Мне помогло тогда, что я, наверное, впервые в жизни была такой же бережной к себе, как и к клиентам. Мне удалось выключить эти «ну ты же коуч!», «не могла выстроить коммуникацию?», «не могла распознать человека и его непорядочность?».
Я разрешила себе пожалеть себя – искренне, тепло, по-сестрински отнеслась к себе как к самой близкой подруге.
«Моя дорогая девочка, – сказала я себе тогда, – ты столько старалась, ты работала, ты делала доброе дело, хотела его масштабировать и выйти на другой уровень жизни, позволять больше для своей семьи, детей, показать им мир и обучать их в престижных вузах… Тебе очень больно сейчас, что этого не получилось… Я так тебя понимаю… да, это горько, это больно, это несправедливо… и можно плакать. Поплачь… Разреши себе испытывать эти эмоции… Выплачь их, станет легче, я тебе обещаю… Тебе можно быть любой и можно ошибаться. Это не делает тебя хуже. Это делает тебя настоящей, живой…»
В моменте я обесценила все свои достижения. Забыла, что я сама достигла своей цели, которая казалась недостижимой – мол, ну где я и где Ниагарский водопад?
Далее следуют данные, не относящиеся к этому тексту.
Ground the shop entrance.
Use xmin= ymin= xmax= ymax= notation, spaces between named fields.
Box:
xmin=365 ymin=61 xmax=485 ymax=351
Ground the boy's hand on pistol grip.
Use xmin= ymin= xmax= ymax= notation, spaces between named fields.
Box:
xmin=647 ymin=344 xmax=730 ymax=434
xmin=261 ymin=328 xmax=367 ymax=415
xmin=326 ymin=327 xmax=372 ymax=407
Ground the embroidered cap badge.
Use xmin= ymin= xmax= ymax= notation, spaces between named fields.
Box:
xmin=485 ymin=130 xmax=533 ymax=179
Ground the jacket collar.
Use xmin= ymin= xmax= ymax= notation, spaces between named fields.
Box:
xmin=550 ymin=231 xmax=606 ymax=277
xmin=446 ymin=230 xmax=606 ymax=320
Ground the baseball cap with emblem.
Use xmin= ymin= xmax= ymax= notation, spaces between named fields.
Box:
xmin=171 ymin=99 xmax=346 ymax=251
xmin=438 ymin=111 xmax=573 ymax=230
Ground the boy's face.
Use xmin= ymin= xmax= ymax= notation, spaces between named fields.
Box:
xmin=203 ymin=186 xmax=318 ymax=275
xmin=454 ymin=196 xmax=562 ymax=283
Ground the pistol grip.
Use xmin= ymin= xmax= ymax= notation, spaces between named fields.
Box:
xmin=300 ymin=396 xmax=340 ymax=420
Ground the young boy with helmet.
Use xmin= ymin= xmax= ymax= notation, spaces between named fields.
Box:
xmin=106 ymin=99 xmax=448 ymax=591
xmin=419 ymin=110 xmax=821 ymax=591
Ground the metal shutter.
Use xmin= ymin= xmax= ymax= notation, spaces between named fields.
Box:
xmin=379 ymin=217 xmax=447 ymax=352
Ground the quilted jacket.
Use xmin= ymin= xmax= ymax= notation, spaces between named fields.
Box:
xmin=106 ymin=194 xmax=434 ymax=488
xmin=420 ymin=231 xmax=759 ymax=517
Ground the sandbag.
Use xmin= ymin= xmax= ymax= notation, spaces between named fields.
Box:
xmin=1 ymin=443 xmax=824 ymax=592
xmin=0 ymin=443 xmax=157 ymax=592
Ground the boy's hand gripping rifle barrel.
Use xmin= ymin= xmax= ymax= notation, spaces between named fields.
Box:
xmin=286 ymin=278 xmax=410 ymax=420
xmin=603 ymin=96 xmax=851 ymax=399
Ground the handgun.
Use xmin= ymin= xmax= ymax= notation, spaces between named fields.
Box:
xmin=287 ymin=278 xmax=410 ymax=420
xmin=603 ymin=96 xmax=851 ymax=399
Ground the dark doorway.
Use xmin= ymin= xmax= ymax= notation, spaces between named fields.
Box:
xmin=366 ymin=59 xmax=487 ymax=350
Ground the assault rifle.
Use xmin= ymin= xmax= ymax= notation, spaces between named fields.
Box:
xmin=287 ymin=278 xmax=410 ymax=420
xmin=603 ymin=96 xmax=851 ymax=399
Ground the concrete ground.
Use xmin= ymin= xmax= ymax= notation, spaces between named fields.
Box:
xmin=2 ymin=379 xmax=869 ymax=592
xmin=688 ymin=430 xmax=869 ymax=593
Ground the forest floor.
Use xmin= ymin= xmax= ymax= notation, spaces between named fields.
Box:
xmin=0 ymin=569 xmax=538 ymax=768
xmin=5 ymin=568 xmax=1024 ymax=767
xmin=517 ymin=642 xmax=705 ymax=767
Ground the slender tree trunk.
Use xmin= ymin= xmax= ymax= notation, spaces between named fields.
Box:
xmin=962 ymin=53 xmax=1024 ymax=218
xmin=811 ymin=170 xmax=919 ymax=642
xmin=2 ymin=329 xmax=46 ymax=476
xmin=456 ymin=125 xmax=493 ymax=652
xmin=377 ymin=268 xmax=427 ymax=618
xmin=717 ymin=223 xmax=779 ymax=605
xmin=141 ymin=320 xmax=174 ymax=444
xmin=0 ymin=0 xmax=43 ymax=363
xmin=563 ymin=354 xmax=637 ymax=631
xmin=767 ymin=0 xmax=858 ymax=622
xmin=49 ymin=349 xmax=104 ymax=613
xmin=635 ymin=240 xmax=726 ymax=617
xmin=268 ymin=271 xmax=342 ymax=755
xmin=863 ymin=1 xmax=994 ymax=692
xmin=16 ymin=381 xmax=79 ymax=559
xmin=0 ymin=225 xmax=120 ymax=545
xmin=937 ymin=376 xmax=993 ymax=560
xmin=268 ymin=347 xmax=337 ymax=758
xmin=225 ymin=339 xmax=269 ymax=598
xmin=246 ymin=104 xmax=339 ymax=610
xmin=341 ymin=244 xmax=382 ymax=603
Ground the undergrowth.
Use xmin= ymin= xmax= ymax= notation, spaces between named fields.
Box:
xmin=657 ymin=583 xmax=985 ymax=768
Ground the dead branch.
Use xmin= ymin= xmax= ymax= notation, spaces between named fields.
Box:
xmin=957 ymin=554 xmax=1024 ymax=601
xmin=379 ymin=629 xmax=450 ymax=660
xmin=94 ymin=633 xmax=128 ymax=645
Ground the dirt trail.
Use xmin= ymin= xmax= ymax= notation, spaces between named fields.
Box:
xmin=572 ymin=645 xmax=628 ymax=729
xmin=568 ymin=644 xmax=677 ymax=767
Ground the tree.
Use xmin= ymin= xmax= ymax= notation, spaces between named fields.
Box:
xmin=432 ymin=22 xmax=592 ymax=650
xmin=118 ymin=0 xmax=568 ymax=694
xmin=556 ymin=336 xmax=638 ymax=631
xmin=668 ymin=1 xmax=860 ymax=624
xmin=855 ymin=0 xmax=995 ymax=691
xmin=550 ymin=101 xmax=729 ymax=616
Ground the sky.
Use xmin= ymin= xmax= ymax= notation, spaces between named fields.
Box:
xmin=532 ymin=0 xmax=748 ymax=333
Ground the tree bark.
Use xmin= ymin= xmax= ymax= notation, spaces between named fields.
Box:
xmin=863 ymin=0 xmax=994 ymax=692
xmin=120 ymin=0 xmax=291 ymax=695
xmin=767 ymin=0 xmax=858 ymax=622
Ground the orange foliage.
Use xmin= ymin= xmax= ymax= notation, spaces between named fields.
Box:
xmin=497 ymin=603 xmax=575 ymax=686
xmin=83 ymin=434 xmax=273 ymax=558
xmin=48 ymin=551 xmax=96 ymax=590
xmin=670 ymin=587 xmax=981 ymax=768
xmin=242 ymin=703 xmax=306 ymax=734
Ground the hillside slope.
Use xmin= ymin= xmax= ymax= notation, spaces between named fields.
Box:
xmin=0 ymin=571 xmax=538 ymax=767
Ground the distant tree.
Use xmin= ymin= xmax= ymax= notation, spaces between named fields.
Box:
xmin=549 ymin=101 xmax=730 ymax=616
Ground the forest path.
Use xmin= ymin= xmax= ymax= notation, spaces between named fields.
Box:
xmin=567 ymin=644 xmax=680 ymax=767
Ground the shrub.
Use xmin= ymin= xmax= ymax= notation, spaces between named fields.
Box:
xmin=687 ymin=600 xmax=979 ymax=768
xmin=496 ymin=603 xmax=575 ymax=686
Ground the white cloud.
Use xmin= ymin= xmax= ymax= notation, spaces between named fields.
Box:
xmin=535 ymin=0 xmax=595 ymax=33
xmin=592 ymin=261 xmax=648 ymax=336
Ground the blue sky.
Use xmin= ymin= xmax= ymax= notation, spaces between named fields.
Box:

Забыла о тех силах, что я вложила в поездку, и, главное, о том, что сама преодолела все свои препятствия. Препятствия, которые были только в моей голове: «что скажут люди?», «что ты за мать?» и любимое «у тебя не получится». Но я смогла. И все получилось. Америка стала для меня реальностью. И это вернуло мне гордость за себя.
Глава 28. Против класса
Адельку трясло, она просто рыдала и протягивала мне телефон, не в силах вымолвить ни слова.
– Моя девочка… – я схватила ее в объятья и инстинктивно стала раскачиваться, крепко держа ее и гладя по спине.
– Мамочка, мамочка… – пыталась рассказать о чем-то она, но рыдания не давали ей говорить.
– Ш-ш-ш, тише-тише, поплачь-поплачь, моя хорошая, потом расскажешь, – я продолжала гладить ее и старалась унять свою дрожь, которой заражалось тело от бившейся в рыданиях 12-летней дочери.
В ее первом классе мы поняли, что дочке непросто учиться. Сменили школу на частную в связи с переездом в другой город, и это оказалось верным решением. Вернувшись в Алматы, предупредили учителей в новой школе, что у Адели СДВГ и дислексия и она будет отличаться от других детей.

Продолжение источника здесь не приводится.